Quando chegaram aos bastidores, Jaque iniciou o minucioso trabalho de pedir, comedidamente, para que a equipe técnica se apressasse e passasse adiante a presença secreta da ilustre atriz. A jovem acompanhava aquela movimentação com certa timidez, mordia o canto do lábio e apertava as mãos indicando ansiedade, estava nervosa por reencontrar o namorado.

— Espera aqui que eu vou lá pedir pros meninos saírem - pediu, assim que chegaram ao corredor dos camarins.

Lá dentro, cinco homens e uma mulher discutiam sobre a apresentação, riam lembrando dos pontos altos e dos trocadilhos infames, arrumavam suas mochilas e concordavam que o tema do musical foi difícil, mas, graças a Bella, o final ficou incrível. Jaque entrou no camarim e ingressou na conversa, ao mesmo tempo em que mandava mensagens nos celulares pedindo para não enrolarem para ir embora. Depois que entenderam o recado, todos se despediram e foram em direção a porta, nesse momento a contrarregra pediu para que Elídio ficasse, dando uma desculpa qualquer.

O primeiro a sair foi Anderson, assim que viu a atriz encostada na parede abriu a boca e arregalou os olhos, mas rapidamente ela levou o indicador à boca, pedindo para que fizesse silêncio. Ele a cumprimentou rapidamente, assim como os convidados da noite, e seguiram para o estacionamento. Com um sorriso faceiro, Daniel se aproximou de braços abertos e beijou seu rosto.

— Finalmente resolveu aparecer - disse prendendo ela em seus braços - achei que não gostava mais da gente.

Lia não tinha palavras para explicar como se sentia acolhida por Daniel, sempre que se encontravam ele fazia questão de deixá-la à vontade e lembrá-la de como era bem vinda.
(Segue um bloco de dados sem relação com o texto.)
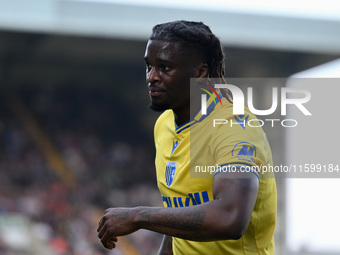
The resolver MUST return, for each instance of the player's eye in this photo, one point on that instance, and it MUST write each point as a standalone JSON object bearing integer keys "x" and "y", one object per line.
{"x": 164, "y": 68}
{"x": 148, "y": 67}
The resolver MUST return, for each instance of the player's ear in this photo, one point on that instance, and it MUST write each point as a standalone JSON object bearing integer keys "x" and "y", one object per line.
{"x": 202, "y": 71}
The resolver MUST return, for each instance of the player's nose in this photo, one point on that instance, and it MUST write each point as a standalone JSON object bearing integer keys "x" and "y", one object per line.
{"x": 153, "y": 76}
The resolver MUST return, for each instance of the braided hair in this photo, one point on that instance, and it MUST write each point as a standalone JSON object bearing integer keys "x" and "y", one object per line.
{"x": 194, "y": 36}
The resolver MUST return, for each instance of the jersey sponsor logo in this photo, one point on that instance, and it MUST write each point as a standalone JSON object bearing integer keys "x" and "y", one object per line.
{"x": 170, "y": 170}
{"x": 242, "y": 120}
{"x": 174, "y": 146}
{"x": 196, "y": 198}
{"x": 244, "y": 151}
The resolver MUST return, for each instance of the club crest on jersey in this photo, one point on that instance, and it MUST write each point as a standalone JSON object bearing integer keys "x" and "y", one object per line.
{"x": 170, "y": 172}
{"x": 244, "y": 151}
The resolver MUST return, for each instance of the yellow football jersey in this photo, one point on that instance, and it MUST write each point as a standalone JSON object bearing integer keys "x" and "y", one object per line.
{"x": 187, "y": 157}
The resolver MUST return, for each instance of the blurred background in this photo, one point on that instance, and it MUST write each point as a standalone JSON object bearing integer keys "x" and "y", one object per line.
{"x": 76, "y": 134}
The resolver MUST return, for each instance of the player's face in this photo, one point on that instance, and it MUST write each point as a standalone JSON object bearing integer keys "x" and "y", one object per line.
{"x": 168, "y": 73}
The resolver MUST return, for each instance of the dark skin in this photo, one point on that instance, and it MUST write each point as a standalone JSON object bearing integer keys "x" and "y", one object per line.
{"x": 226, "y": 216}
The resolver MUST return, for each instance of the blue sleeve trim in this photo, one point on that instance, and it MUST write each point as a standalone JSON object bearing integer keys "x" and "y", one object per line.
{"x": 249, "y": 170}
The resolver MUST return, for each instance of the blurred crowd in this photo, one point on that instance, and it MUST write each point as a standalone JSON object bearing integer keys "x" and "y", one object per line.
{"x": 112, "y": 162}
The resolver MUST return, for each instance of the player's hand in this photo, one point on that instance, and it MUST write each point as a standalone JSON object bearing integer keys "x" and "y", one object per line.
{"x": 116, "y": 222}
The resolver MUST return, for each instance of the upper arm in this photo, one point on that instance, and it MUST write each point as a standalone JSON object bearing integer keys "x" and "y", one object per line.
{"x": 236, "y": 194}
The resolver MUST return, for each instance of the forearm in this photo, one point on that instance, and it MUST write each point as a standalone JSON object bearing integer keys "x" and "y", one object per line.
{"x": 166, "y": 246}
{"x": 206, "y": 222}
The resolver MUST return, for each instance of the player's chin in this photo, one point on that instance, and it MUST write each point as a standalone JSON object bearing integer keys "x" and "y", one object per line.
{"x": 158, "y": 107}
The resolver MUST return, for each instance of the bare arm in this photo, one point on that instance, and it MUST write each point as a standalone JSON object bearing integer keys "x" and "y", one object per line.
{"x": 225, "y": 217}
{"x": 166, "y": 246}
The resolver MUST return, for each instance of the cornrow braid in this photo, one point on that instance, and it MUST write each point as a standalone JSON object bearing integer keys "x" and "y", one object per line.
{"x": 195, "y": 35}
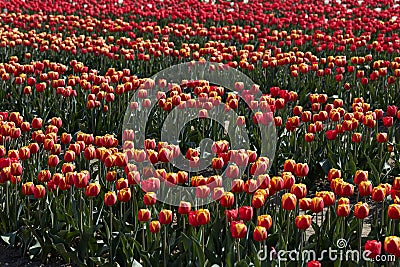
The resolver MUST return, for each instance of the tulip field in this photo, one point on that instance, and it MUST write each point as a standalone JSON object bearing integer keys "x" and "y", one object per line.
{"x": 200, "y": 133}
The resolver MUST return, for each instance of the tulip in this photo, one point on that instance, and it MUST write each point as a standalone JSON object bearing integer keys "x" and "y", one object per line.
{"x": 39, "y": 191}
{"x": 144, "y": 215}
{"x": 301, "y": 169}
{"x": 394, "y": 211}
{"x": 346, "y": 189}
{"x": 374, "y": 247}
{"x": 258, "y": 201}
{"x": 299, "y": 190}
{"x": 231, "y": 215}
{"x": 124, "y": 195}
{"x": 154, "y": 227}
{"x": 217, "y": 163}
{"x": 121, "y": 183}
{"x": 305, "y": 203}
{"x": 313, "y": 264}
{"x": 203, "y": 216}
{"x": 165, "y": 216}
{"x": 81, "y": 179}
{"x": 110, "y": 198}
{"x": 356, "y": 137}
{"x": 289, "y": 201}
{"x": 392, "y": 245}
{"x": 381, "y": 137}
{"x": 44, "y": 176}
{"x": 264, "y": 221}
{"x": 246, "y": 213}
{"x": 227, "y": 200}
{"x": 202, "y": 191}
{"x": 260, "y": 233}
{"x": 238, "y": 229}
{"x": 333, "y": 174}
{"x": 303, "y": 222}
{"x": 365, "y": 188}
{"x": 184, "y": 207}
{"x": 277, "y": 183}
{"x": 16, "y": 169}
{"x": 237, "y": 185}
{"x": 28, "y": 188}
{"x": 317, "y": 204}
{"x": 53, "y": 161}
{"x": 378, "y": 194}
{"x": 150, "y": 198}
{"x": 289, "y": 166}
{"x": 343, "y": 210}
{"x": 361, "y": 210}
{"x": 92, "y": 190}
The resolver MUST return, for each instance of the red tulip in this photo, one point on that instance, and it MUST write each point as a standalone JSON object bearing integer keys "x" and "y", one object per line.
{"x": 260, "y": 233}
{"x": 165, "y": 216}
{"x": 303, "y": 221}
{"x": 154, "y": 227}
{"x": 92, "y": 190}
{"x": 124, "y": 195}
{"x": 289, "y": 201}
{"x": 238, "y": 229}
{"x": 246, "y": 213}
{"x": 39, "y": 191}
{"x": 144, "y": 215}
{"x": 394, "y": 211}
{"x": 184, "y": 207}
{"x": 361, "y": 210}
{"x": 110, "y": 198}
{"x": 374, "y": 247}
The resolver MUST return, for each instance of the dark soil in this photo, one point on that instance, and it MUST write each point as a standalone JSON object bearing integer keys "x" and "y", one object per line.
{"x": 12, "y": 257}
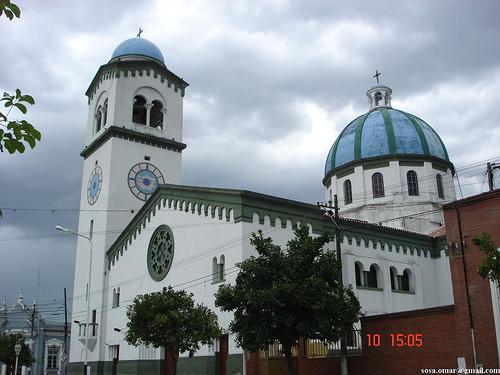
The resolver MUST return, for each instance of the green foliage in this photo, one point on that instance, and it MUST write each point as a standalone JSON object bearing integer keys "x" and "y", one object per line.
{"x": 284, "y": 295}
{"x": 14, "y": 134}
{"x": 171, "y": 319}
{"x": 491, "y": 265}
{"x": 9, "y": 9}
{"x": 8, "y": 355}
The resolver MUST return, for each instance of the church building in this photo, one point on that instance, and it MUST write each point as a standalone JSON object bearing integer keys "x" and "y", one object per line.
{"x": 389, "y": 168}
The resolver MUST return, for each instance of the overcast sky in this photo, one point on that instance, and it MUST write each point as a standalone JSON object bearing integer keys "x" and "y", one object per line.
{"x": 272, "y": 83}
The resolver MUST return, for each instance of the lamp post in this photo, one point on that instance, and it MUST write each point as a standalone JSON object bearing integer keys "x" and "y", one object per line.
{"x": 17, "y": 349}
{"x": 87, "y": 325}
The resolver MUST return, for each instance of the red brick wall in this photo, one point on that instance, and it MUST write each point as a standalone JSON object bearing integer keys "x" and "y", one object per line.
{"x": 477, "y": 214}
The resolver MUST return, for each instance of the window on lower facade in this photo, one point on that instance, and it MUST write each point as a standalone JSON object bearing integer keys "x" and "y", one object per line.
{"x": 370, "y": 278}
{"x": 52, "y": 354}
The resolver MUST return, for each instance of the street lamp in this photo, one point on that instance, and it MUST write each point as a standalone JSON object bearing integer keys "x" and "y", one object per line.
{"x": 87, "y": 326}
{"x": 17, "y": 349}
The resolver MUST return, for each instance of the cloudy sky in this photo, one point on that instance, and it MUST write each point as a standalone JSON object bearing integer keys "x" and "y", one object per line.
{"x": 272, "y": 83}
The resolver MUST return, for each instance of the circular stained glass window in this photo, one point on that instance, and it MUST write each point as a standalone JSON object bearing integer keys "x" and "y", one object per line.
{"x": 160, "y": 252}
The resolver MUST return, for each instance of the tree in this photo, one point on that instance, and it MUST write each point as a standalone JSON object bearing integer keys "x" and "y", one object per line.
{"x": 171, "y": 320}
{"x": 15, "y": 134}
{"x": 491, "y": 265}
{"x": 285, "y": 295}
{"x": 7, "y": 352}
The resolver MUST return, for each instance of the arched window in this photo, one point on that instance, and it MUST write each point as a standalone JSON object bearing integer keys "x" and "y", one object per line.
{"x": 214, "y": 270}
{"x": 347, "y": 192}
{"x": 378, "y": 185}
{"x": 358, "y": 273}
{"x": 404, "y": 281}
{"x": 439, "y": 183}
{"x": 394, "y": 278}
{"x": 98, "y": 119}
{"x": 105, "y": 112}
{"x": 370, "y": 277}
{"x": 221, "y": 267}
{"x": 411, "y": 179}
{"x": 156, "y": 117}
{"x": 139, "y": 110}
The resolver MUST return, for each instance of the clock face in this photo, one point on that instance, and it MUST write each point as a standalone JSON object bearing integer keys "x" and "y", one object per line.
{"x": 160, "y": 252}
{"x": 143, "y": 179}
{"x": 94, "y": 185}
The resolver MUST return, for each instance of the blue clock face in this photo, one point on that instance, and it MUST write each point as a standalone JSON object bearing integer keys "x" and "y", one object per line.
{"x": 143, "y": 179}
{"x": 94, "y": 185}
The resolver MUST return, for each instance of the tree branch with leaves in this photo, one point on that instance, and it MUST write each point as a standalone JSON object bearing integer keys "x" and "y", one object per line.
{"x": 284, "y": 295}
{"x": 171, "y": 320}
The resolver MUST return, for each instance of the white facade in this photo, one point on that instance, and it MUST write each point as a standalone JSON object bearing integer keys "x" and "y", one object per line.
{"x": 213, "y": 226}
{"x": 397, "y": 208}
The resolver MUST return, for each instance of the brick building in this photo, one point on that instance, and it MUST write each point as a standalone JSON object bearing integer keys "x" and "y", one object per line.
{"x": 464, "y": 334}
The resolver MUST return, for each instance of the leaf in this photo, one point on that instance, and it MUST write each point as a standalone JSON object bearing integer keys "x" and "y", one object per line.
{"x": 10, "y": 146}
{"x": 9, "y": 14}
{"x": 31, "y": 141}
{"x": 15, "y": 9}
{"x": 21, "y": 107}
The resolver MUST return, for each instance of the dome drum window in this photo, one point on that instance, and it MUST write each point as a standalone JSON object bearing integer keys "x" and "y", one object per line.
{"x": 347, "y": 192}
{"x": 378, "y": 185}
{"x": 439, "y": 183}
{"x": 411, "y": 178}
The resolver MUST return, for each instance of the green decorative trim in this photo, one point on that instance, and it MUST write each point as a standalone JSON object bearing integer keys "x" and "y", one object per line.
{"x": 403, "y": 291}
{"x": 357, "y": 137}
{"x": 241, "y": 205}
{"x": 439, "y": 167}
{"x": 380, "y": 164}
{"x": 123, "y": 133}
{"x": 345, "y": 173}
{"x": 437, "y": 135}
{"x": 369, "y": 288}
{"x": 334, "y": 153}
{"x": 403, "y": 163}
{"x": 421, "y": 135}
{"x": 115, "y": 70}
{"x": 397, "y": 157}
{"x": 389, "y": 129}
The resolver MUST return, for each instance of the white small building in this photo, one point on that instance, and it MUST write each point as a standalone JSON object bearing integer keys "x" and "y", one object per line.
{"x": 148, "y": 231}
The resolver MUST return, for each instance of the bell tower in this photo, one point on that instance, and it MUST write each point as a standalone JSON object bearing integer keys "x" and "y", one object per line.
{"x": 133, "y": 144}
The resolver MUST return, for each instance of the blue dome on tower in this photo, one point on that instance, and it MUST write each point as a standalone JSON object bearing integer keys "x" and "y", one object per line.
{"x": 138, "y": 47}
{"x": 384, "y": 132}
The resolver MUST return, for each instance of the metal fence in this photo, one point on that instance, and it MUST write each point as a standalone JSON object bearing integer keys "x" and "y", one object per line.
{"x": 316, "y": 348}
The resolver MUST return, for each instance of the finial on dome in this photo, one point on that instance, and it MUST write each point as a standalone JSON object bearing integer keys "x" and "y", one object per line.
{"x": 379, "y": 95}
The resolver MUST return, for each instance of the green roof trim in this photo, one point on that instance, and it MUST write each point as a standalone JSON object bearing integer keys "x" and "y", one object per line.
{"x": 357, "y": 137}
{"x": 114, "y": 70}
{"x": 241, "y": 205}
{"x": 123, "y": 133}
{"x": 421, "y": 134}
{"x": 391, "y": 139}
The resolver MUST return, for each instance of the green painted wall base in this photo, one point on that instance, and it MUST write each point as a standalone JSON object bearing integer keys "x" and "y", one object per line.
{"x": 198, "y": 365}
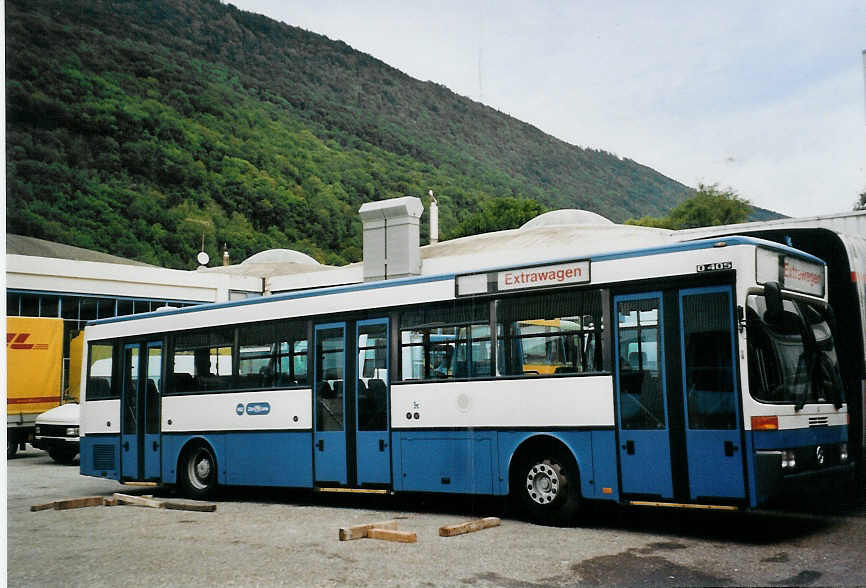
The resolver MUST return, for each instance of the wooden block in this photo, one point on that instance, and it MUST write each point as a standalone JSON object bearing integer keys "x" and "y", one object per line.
{"x": 198, "y": 507}
{"x": 468, "y": 527}
{"x": 360, "y": 531}
{"x": 70, "y": 503}
{"x": 79, "y": 502}
{"x": 392, "y": 535}
{"x": 137, "y": 500}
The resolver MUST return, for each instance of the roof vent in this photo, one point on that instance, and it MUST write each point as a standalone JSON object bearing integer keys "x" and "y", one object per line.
{"x": 392, "y": 238}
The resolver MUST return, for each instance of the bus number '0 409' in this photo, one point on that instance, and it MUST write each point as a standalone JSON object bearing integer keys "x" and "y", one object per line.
{"x": 714, "y": 267}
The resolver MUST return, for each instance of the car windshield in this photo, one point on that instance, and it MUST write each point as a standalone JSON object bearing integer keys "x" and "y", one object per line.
{"x": 792, "y": 357}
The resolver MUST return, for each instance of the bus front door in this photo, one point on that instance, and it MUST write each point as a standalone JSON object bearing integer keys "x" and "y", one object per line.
{"x": 372, "y": 387}
{"x": 329, "y": 438}
{"x": 712, "y": 409}
{"x": 642, "y": 415}
{"x": 140, "y": 403}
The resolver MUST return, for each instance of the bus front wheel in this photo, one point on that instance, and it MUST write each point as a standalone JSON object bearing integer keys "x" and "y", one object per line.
{"x": 198, "y": 472}
{"x": 549, "y": 487}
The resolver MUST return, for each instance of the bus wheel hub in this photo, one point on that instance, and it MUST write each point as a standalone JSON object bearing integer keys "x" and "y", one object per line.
{"x": 544, "y": 482}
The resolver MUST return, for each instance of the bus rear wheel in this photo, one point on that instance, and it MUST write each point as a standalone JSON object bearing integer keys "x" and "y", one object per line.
{"x": 549, "y": 487}
{"x": 197, "y": 472}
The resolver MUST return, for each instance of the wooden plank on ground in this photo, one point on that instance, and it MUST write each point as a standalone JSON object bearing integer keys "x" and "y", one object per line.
{"x": 70, "y": 503}
{"x": 137, "y": 500}
{"x": 197, "y": 506}
{"x": 468, "y": 527}
{"x": 392, "y": 535}
{"x": 360, "y": 531}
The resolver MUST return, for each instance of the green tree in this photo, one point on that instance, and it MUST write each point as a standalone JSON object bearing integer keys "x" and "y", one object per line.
{"x": 710, "y": 206}
{"x": 499, "y": 214}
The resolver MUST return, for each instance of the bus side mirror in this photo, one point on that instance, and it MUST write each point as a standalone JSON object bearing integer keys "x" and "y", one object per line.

Aquela era uma amizade que não esperava conquistar e que faria de tudo para não perder.

— Prometo que quando o furacão passar nos veremos mais, você vai até cansar de ouvir minha voz!

— Duvido muito, mas vou ficar aguardando. Qualquer coisa que eu puder ajudar, você sabe que pode me chamar, desde que seja de segunda a sexta das 10h às 18h, com exceção dos feriados. - os dois sorriram - Boa noite querida - deu um beijo de despedida e seguiu até a saída.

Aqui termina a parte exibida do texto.